I think it is because people do want to believe they are so bad they would never choose God unless something changed in them. Since our very nature is all about ourselves we do not want to think of ourselves as limited somehow. Also it seems that many reformed people do alot of harm when they first understand the doctrines of grace. That is how the reformed view is mistaken most of the time. I have seen alot of arguing between both camps and you do not even see the name of Jesus spoken of. I treasure what God has taught me through others on the reformed view but I know see that if we do not come across with love we are not able to share the truths we know to others. If we cannot say something or do something for the glory of God we should not do it at all! I know in my case it would of been better if I was not allowed to talk about the reformed views for atleast a year after I first knew them.

As to'systematic theology' people do not want to take the Bible literal. They want to be able to pick and choose what to believe based on their views. It seem people want to have some type of new information that makes them look smart in a sense then others!
 
A friend of mine who attended a reformed seminary said he's not reformed partly because this view presents God as a less-loving, angry deity out to get us only to be held back by His Son.

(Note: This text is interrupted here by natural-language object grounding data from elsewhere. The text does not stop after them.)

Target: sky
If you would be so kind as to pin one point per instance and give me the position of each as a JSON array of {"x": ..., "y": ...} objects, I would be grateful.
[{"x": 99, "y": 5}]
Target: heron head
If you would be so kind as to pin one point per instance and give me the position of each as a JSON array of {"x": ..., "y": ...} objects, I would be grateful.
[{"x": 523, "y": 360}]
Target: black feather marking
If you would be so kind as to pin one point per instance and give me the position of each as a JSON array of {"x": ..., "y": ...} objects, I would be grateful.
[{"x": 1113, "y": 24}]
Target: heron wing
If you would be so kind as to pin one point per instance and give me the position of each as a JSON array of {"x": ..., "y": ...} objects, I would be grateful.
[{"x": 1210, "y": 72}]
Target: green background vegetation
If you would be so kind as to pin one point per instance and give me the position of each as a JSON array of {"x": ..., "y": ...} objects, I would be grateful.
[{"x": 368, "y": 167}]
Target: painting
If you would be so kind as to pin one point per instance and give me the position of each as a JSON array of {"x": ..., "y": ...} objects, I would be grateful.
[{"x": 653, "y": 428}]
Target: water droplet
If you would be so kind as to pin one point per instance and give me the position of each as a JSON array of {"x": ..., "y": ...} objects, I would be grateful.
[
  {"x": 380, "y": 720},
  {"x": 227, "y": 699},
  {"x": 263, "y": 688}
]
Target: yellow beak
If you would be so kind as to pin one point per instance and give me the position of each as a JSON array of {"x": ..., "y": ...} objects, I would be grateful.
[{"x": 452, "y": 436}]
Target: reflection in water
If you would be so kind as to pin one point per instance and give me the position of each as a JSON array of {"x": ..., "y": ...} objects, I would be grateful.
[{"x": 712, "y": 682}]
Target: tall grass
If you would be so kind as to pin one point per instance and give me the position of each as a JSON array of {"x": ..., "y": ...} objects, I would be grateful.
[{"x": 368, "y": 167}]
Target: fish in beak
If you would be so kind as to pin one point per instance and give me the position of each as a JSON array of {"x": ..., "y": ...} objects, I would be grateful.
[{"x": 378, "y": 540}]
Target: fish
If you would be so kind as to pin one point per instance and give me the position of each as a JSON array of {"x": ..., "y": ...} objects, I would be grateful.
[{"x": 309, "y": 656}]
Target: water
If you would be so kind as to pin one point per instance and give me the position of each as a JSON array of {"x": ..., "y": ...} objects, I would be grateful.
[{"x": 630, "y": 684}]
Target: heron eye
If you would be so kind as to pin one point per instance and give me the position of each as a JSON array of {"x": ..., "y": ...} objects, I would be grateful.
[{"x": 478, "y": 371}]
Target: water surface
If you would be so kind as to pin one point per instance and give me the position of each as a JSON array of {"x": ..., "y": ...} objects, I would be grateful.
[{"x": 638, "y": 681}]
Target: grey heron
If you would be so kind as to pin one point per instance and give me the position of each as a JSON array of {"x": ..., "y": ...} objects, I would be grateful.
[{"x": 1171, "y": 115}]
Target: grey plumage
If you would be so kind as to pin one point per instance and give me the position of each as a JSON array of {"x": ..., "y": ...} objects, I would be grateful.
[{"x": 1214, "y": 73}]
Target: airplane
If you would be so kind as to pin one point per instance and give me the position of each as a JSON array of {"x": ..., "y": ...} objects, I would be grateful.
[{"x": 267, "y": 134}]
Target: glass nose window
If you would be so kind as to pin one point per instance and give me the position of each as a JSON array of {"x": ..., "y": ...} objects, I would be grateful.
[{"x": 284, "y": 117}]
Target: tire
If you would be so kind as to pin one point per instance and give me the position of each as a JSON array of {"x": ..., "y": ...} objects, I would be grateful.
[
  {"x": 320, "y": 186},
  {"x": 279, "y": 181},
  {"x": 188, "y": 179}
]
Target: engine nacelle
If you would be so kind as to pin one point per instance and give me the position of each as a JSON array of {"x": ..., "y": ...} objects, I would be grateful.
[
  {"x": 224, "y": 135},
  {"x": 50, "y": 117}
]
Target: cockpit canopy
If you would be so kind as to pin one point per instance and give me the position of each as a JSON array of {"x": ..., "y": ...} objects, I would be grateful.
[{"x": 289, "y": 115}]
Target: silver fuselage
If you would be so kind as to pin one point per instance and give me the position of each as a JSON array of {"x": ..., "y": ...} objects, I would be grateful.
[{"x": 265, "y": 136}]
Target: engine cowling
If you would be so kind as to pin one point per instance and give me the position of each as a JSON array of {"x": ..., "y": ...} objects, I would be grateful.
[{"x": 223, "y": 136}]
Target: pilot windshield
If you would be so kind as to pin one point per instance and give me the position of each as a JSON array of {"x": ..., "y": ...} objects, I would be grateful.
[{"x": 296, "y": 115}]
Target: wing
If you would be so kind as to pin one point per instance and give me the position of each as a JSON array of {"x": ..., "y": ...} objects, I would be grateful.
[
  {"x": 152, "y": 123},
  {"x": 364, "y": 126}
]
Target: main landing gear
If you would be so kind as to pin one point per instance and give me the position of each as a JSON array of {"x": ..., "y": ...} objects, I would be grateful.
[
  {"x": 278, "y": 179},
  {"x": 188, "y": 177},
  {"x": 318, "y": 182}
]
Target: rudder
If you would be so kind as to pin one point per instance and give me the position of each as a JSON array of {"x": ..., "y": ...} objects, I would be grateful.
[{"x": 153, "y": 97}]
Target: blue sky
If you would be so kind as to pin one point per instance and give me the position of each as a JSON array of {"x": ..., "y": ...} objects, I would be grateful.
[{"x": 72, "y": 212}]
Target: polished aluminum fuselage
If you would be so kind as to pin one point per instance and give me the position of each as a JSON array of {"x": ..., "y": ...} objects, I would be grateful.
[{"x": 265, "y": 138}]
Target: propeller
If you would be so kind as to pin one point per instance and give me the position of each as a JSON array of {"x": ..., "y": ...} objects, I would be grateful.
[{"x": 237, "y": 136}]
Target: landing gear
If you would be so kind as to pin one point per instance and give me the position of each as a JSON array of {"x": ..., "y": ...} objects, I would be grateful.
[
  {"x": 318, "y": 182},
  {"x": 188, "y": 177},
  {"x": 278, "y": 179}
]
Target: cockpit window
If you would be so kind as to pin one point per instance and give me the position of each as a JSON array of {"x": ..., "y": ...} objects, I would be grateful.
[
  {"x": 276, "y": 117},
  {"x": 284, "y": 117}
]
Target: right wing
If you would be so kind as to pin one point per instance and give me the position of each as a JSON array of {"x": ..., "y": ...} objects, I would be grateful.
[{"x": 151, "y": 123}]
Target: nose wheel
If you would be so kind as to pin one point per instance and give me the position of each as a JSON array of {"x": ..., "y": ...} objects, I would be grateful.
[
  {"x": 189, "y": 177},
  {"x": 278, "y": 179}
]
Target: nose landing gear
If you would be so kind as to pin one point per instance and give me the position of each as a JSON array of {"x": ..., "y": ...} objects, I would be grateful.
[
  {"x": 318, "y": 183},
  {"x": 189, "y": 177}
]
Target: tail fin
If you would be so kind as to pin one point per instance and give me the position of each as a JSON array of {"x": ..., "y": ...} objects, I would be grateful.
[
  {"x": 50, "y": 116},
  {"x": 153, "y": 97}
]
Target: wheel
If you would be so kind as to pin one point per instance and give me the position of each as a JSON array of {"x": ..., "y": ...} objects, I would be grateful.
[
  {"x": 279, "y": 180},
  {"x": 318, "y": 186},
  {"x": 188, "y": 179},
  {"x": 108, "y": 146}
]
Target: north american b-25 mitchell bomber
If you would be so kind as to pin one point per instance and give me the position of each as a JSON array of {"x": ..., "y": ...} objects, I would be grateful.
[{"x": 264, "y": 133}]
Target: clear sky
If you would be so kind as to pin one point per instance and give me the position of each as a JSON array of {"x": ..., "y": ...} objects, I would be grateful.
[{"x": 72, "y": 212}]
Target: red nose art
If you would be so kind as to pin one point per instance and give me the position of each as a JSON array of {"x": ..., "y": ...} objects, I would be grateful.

Sometimes the way people expound the atonement does give that impression; but a proper Scriptural presentation emphasizes that the atonement is the effect of the love of God. This is maintained in the classically Reformed view (held up as such, for instance, by Dickson in Truth's Victory Over Error) that Christ is not the cause of election.
 
A friend of mine who attended a reformed seminary said he's not reformed partly because this view presents God as a less-loving, angry deity out to get us only to be held back by His Son.

Sometimes the way people expound the atonement does give that impression; but a proper Scriptural presentation emphasizes that the atonement is the effect of the love of God. This is maintained in the classically Reformed view (held up as such, for instance, by Dickson in Truth's Victory Over Error) that Christ is not the cause of election.

Well noted, Ruben. It sounds like the individual has been exposed to an Amyraldian-type theology which teaches what Hugh Martin called "a covenant of reasonless, arbitrary and capricious judgment."